Monday, January 12, 2009

Censory Input

In the New York Times today, Lisa Belkin, whose writing I love and have followed for years, wrote about fairy tales and whether they are too scary to be read to children. I laughed out loud, but not because I found the topic ridiculous. On the contrary, I actually blogged about it over eight years ago when my oldest son was less than a year old.*

Since then, we've seen more horrors than we could have imagined: 9/11 and Columbine are the first that leap to mind. In light of this, a conversation about fairy tales seems almost trite. There are those who may think that such child-focused discussions and debates are silly or unnecessary, but in fact we are shaping the future. And when it comes to parenting, it's the little things that really make a difference.

Someone once said that perception is reality. To a child, this is especially true. Figuring out the best way to raise healthy, happy children is a difficult job that will ultimately impact (and hopefully benefit) all of society. So to those who laugh, I say, don't mock it 'til you try it.

*Posted 8/15/2000
As a writer, I truly embrace the right to freedom of speech every day. But as a parent, I also practice the art of censorship when it comes to my son. Not that I ever considered doing this. One day we were singing songs, and it just sort of...happened.

"Rock-a-bye baby in the treetop, when the wind blows the cradle will rock."

OK, I'm fine with all of that (though I wouldn't be putting MY kid up in a tree, but whatever. It's Fantasyland, let's go with it).

"When the bough breaks, the cradle will fall and down will come baby, cradle and all."

All right, let's stop right there. Since this clearly illustrates why we wouldn't be putting baby in a tree in the first place, Fantasyland is now out the window. And if we're going to be doing reality-based baby songs, what's the harm in a little censorship?

"When the moon shines, then baby will know that mommy and daddy love him so."

There. Isn't that nice? Wouldn't that be more appropriate for singing baby to sleep? For pity's sake, it took the kid three months to start sleeping through the night, and now with teething, he's got enough problems. Why give him nightmares to boot?

Now let's talk about other forms of entertainment, say television for example. As a worrisome, first-time parent, I've read plenty about the evil affects of television on babies under two years old. And let's face it: kids aren't born loving Barney. They're TAUGHT. So by not letting Jacob watch television at all, right there, I've managed to eliminate some evil, at least from MY life.

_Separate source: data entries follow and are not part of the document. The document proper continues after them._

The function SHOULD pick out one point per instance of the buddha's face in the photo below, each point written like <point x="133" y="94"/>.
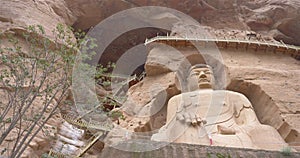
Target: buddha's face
<point x="200" y="78"/>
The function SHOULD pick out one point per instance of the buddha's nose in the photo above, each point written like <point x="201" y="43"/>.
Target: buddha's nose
<point x="202" y="74"/>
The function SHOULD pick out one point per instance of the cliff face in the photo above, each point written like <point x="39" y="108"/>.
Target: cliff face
<point x="278" y="19"/>
<point x="270" y="18"/>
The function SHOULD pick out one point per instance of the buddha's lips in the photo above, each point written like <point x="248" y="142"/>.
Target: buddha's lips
<point x="203" y="80"/>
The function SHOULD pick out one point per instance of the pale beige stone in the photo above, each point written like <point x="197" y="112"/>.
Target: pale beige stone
<point x="215" y="117"/>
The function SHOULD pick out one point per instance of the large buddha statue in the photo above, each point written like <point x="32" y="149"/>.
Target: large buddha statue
<point x="215" y="117"/>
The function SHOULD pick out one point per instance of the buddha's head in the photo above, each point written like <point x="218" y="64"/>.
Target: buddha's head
<point x="200" y="77"/>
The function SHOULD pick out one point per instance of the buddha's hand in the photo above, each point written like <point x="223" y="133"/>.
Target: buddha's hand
<point x="190" y="118"/>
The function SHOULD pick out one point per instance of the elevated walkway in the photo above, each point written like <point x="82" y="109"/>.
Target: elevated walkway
<point x="174" y="41"/>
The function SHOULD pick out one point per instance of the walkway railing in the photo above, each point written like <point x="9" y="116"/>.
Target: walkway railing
<point x="292" y="50"/>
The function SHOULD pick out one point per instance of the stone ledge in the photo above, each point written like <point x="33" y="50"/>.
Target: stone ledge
<point x="196" y="151"/>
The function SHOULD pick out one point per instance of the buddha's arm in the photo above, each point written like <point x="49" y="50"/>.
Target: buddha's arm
<point x="173" y="104"/>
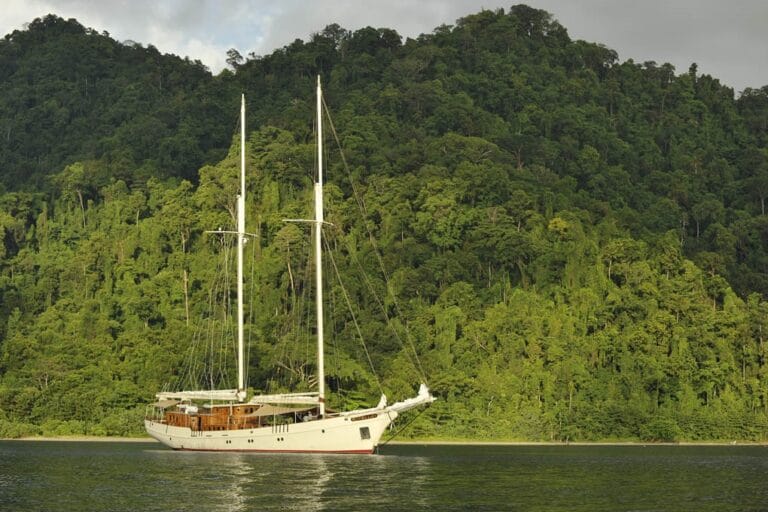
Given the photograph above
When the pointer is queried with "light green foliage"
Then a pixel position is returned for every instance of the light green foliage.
(575, 246)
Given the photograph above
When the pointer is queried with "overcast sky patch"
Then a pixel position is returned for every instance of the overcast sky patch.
(726, 39)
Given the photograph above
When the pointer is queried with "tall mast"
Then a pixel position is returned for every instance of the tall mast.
(240, 243)
(318, 253)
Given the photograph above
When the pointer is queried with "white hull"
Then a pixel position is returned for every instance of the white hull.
(348, 433)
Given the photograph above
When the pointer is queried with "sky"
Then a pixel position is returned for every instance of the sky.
(726, 39)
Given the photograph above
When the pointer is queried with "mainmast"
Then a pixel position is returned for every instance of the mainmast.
(318, 253)
(240, 243)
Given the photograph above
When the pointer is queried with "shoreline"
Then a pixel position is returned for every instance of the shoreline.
(410, 442)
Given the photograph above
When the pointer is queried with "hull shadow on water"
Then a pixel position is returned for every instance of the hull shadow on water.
(79, 476)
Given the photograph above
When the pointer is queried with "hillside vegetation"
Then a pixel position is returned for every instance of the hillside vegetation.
(575, 246)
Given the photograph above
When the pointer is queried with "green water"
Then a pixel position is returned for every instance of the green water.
(84, 476)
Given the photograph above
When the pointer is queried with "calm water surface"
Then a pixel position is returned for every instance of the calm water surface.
(97, 476)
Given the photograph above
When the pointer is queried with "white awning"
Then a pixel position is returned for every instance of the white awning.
(287, 398)
(214, 394)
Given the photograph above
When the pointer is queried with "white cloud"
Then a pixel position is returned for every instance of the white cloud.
(726, 40)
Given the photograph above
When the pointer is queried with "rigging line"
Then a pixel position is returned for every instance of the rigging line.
(354, 317)
(361, 205)
(251, 308)
(421, 411)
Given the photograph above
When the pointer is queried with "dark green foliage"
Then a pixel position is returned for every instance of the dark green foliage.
(575, 247)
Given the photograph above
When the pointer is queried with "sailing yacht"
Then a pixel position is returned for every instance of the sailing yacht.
(225, 420)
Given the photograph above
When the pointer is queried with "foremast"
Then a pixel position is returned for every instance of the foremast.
(319, 255)
(240, 243)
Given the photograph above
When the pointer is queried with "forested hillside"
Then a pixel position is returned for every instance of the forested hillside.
(575, 246)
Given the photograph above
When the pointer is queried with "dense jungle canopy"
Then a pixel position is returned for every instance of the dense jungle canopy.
(575, 246)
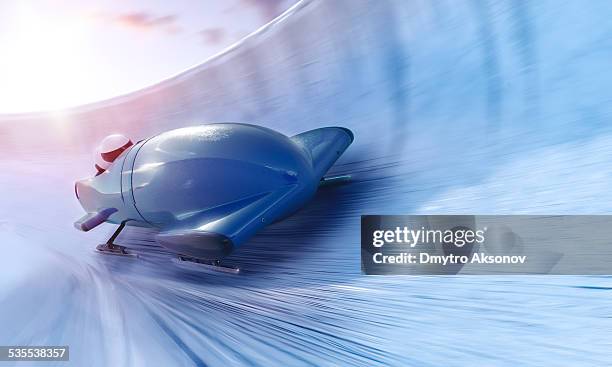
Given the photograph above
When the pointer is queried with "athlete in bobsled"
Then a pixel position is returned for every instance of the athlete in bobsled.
(207, 188)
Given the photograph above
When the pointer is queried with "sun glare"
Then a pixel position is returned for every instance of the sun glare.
(44, 62)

I've seen all the baby videos, Baby Chopin and the like, and read the marketing that 'Mozart boosts baby's brain synapses.' We even received a Baby Mozart video as a gift when Jacob was born, but I vowed he wouldn't know what a television was until he was at least two year old. BZZZZZZZZZT!! Wrongo, Mama, but thanks for playing.

Take a day, an ordinary Tuesday, when the laundry needs to be done, the house needs to be vacuumed, the library books are overdue and you're in charge of dinner. Then factor your baby in. Then cut his two 2-hour naps down to 35 minutes each, and sprinkle in a little baby constipation. You see where I'm going with this? I was a convert in the making. And the good news is, Jacob loved Baby Mozart. He won't be seeing it every day to be sure, but it's nice to know I have a little box of sanity-saver in the house, no prescription necessary.

Finally, there are the bedtime stories. Pick a classic. Any classic. Hansel and Gretel? Eaten by a witch. Goldilocks? Eaten by bears. Three little pigs? Eaten by a wolf. Who are the child-hating authors who came up with these stories? "Don't go into the woods. EVER." Unless this was the lesson they were going for, holy cow they should have been stopped by their editors way before print time and referred for counseling.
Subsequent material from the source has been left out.